By freezing the target network’s weights for several training steps, the Q-value targets become more stable, improving convergence.

##### Early Episodes (Episode 1/500, Total Reward: 15.0, Epsilon: 0.99):

##### Agent’s Performance:
In the early episodes, the agent performs poorly, earning low rewards (e.g., 15.0).
The agent has not yet learned a good policy and is primarily exploring the environment.
High Epsilon (0.99):
The agent mostly selects random actions to explore possible strategies and understand the environment dynamics.
This randomness often leads to suboptimal decisions.

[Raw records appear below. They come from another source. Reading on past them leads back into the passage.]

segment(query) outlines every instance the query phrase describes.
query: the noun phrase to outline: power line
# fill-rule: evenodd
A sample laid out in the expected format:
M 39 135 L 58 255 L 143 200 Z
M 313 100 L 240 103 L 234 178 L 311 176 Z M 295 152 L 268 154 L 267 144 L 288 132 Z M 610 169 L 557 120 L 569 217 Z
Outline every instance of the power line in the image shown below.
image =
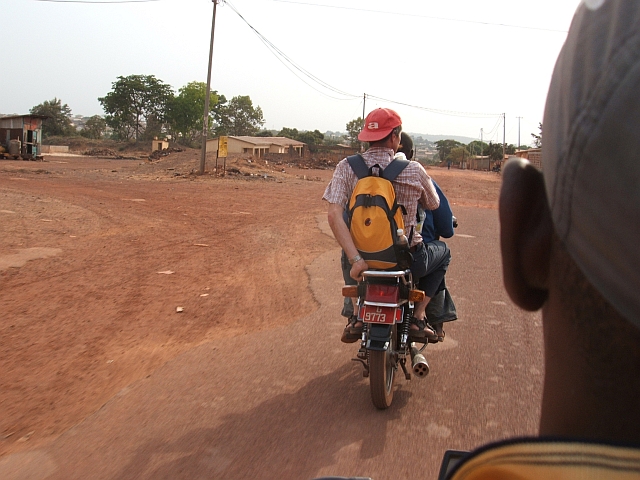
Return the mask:
M 160 0 L 120 0 L 120 1 L 96 1 L 91 2 L 89 0 L 34 0 L 36 2 L 50 2 L 50 3 L 149 3 L 159 2 Z
M 295 61 L 293 61 L 290 57 L 288 57 L 282 50 L 280 50 L 278 47 L 276 47 L 273 43 L 271 43 L 264 35 L 262 35 L 256 28 L 253 27 L 253 25 L 251 25 L 243 16 L 240 12 L 238 12 L 238 10 L 235 8 L 235 6 L 229 2 L 226 1 L 225 2 L 227 5 L 229 5 L 229 7 L 236 13 L 236 15 L 238 15 L 238 17 L 240 17 L 240 19 L 242 19 L 242 21 L 244 23 L 247 24 L 247 26 L 253 30 L 253 32 L 258 36 L 258 38 L 262 41 L 262 43 L 265 44 L 265 46 L 271 50 L 271 52 L 276 56 L 276 58 L 285 66 L 287 67 L 287 69 L 289 69 L 296 77 L 298 77 L 300 80 L 302 80 L 304 83 L 306 83 L 308 86 L 310 86 L 311 88 L 313 88 L 314 90 L 316 90 L 317 92 L 326 95 L 330 98 L 333 98 L 335 100 L 352 100 L 355 98 L 359 98 L 359 95 L 353 95 L 351 93 L 345 92 L 343 90 L 340 90 L 336 87 L 333 87 L 331 85 L 329 85 L 328 83 L 326 83 L 325 81 L 321 80 L 320 78 L 316 77 L 315 75 L 313 75 L 311 72 L 309 72 L 308 70 L 304 69 L 303 67 L 301 67 L 300 65 L 298 65 Z M 284 61 L 283 61 L 284 60 Z M 285 63 L 286 62 L 286 63 Z M 333 97 L 331 95 L 328 95 L 327 93 L 318 90 L 317 88 L 315 88 L 313 85 L 311 85 L 310 83 L 308 83 L 306 80 L 304 80 L 303 78 L 300 77 L 300 75 L 298 75 L 296 72 L 294 72 L 289 65 L 291 65 L 291 67 L 293 67 L 295 70 L 297 70 L 298 72 L 300 72 L 302 75 L 306 76 L 307 78 L 309 78 L 310 80 L 312 80 L 313 82 L 317 83 L 318 85 L 322 86 L 323 88 L 338 94 L 338 95 L 342 95 L 345 97 L 349 97 L 349 98 L 337 98 L 337 97 Z
M 448 18 L 448 17 L 434 17 L 430 15 L 418 15 L 414 13 L 402 13 L 402 12 L 391 12 L 386 10 L 370 10 L 367 8 L 355 8 L 355 7 L 340 7 L 337 5 L 322 5 L 319 3 L 306 3 L 306 2 L 294 2 L 293 0 L 271 0 L 272 2 L 280 2 L 280 3 L 293 3 L 295 5 L 306 5 L 309 7 L 322 7 L 322 8 L 336 8 L 340 10 L 354 10 L 357 12 L 368 12 L 368 13 L 380 13 L 383 15 L 398 15 L 402 17 L 418 17 L 418 18 L 428 18 L 430 20 L 444 20 L 446 22 L 458 22 L 458 23 L 472 23 L 476 25 L 487 25 L 493 27 L 507 27 L 507 28 L 521 28 L 526 30 L 541 30 L 544 32 L 557 32 L 557 33 L 567 33 L 567 30 L 557 30 L 553 28 L 542 28 L 542 27 L 529 27 L 527 25 L 513 25 L 509 23 L 496 23 L 496 22 L 483 22 L 480 20 L 464 20 L 461 18 Z
M 404 107 L 416 108 L 418 110 L 424 110 L 430 113 L 437 113 L 438 115 L 449 115 L 452 117 L 466 117 L 466 118 L 493 118 L 502 115 L 501 113 L 473 113 L 473 112 L 457 112 L 455 110 L 439 110 L 437 108 L 421 107 L 419 105 L 412 105 L 410 103 L 398 102 L 396 100 L 389 100 L 388 98 L 377 97 L 375 95 L 367 94 L 369 98 L 375 98 L 376 100 L 382 100 L 383 102 L 395 103 L 396 105 L 402 105 Z
M 288 57 L 282 50 L 280 50 L 278 47 L 276 47 L 272 42 L 270 42 L 264 35 L 262 35 L 255 27 L 253 27 L 243 16 L 240 12 L 238 12 L 238 10 L 235 8 L 235 6 L 229 2 L 228 0 L 225 2 L 227 5 L 229 5 L 229 7 L 236 13 L 236 15 L 238 15 L 238 17 L 240 17 L 242 19 L 242 21 L 244 23 L 247 24 L 247 26 L 258 36 L 258 38 L 262 41 L 262 43 L 265 44 L 265 46 L 267 46 L 267 48 L 269 50 L 271 50 L 271 52 L 274 54 L 274 56 L 276 56 L 276 58 L 278 58 L 278 60 L 285 65 L 285 67 L 287 67 L 287 69 L 289 69 L 289 71 L 291 71 L 296 77 L 298 77 L 300 80 L 302 80 L 305 84 L 307 84 L 308 86 L 310 86 L 311 88 L 313 88 L 314 90 L 316 90 L 317 92 L 336 99 L 336 100 L 352 100 L 355 98 L 360 98 L 360 95 L 354 95 L 348 92 L 345 92 L 343 90 L 340 90 L 336 87 L 333 87 L 331 85 L 329 85 L 328 83 L 326 83 L 325 81 L 321 80 L 320 78 L 316 77 L 315 75 L 313 75 L 312 73 L 310 73 L 309 71 L 305 70 L 304 68 L 302 68 L 300 65 L 298 65 L 295 61 L 293 61 L 290 57 Z M 283 61 L 284 60 L 284 61 Z M 286 63 L 285 63 L 286 61 Z M 312 80 L 313 82 L 321 85 L 323 88 L 332 91 L 333 93 L 336 93 L 338 95 L 343 95 L 344 97 L 348 97 L 348 98 L 336 98 L 333 97 L 331 95 L 328 95 L 326 92 L 323 92 L 321 90 L 318 90 L 316 87 L 314 87 L 313 85 L 311 85 L 309 82 L 307 82 L 305 79 L 303 79 L 300 75 L 298 75 L 295 71 L 293 71 L 289 65 L 291 65 L 295 70 L 297 70 L 298 72 L 300 72 L 302 75 L 308 77 L 310 80 Z M 390 102 L 390 103 L 395 103 L 397 105 L 403 105 L 406 107 L 411 107 L 411 108 L 416 108 L 419 110 L 424 110 L 427 112 L 431 112 L 431 113 L 436 113 L 436 114 L 440 114 L 440 115 L 449 115 L 449 116 L 456 116 L 456 117 L 467 117 L 467 118 L 487 118 L 487 117 L 496 117 L 498 115 L 502 115 L 502 114 L 497 114 L 497 113 L 471 113 L 471 112 L 456 112 L 453 110 L 439 110 L 439 109 L 435 109 L 435 108 L 428 108 L 428 107 L 421 107 L 418 105 L 412 105 L 409 103 L 403 103 L 403 102 L 398 102 L 398 101 L 394 101 L 394 100 L 389 100 L 389 99 L 385 99 L 382 97 L 377 97 L 375 95 L 369 95 L 367 94 L 368 97 L 370 98 L 374 98 L 377 100 L 381 100 L 384 102 Z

#### Midpoint of Training:(Episode 250/500, Total Reward: 129.0, Epsilon: 0.29)

#### Improvement in Performance:
As episodes progress, the agent begins learning a better policy through experience replay and Q-value updates.
The total rewards gradually increase, indicating that the agent balances the pole for longer durations.
Reduced Epsilon:
The exploration rate (ϵ) decreases, meaning the agent increasingly relies on its learned Q-values to make decisions instead of random exploration.

#### Later Episodes (Episode 500/500, Total Reward: 101.0, Epsilon: 0.08):

#### Agent’s Performance:
By the end of training, the agent achieves significantly higher rewards (e.g., 101.0), meaning it has learned an effective strategy for balancing the pole.
While this isn’t perfect performance (max reward = 500), it shows a marked improvement compared to the early episodes.
Low Epsilon (0.08):
The agent now primarily exploits its learned policy, relying on the Q-values to select the best action most of the time.
Occasional exploration (8% of actions) helps the agent adapt to minor variations or avoid getting stuck in suboptimal policies.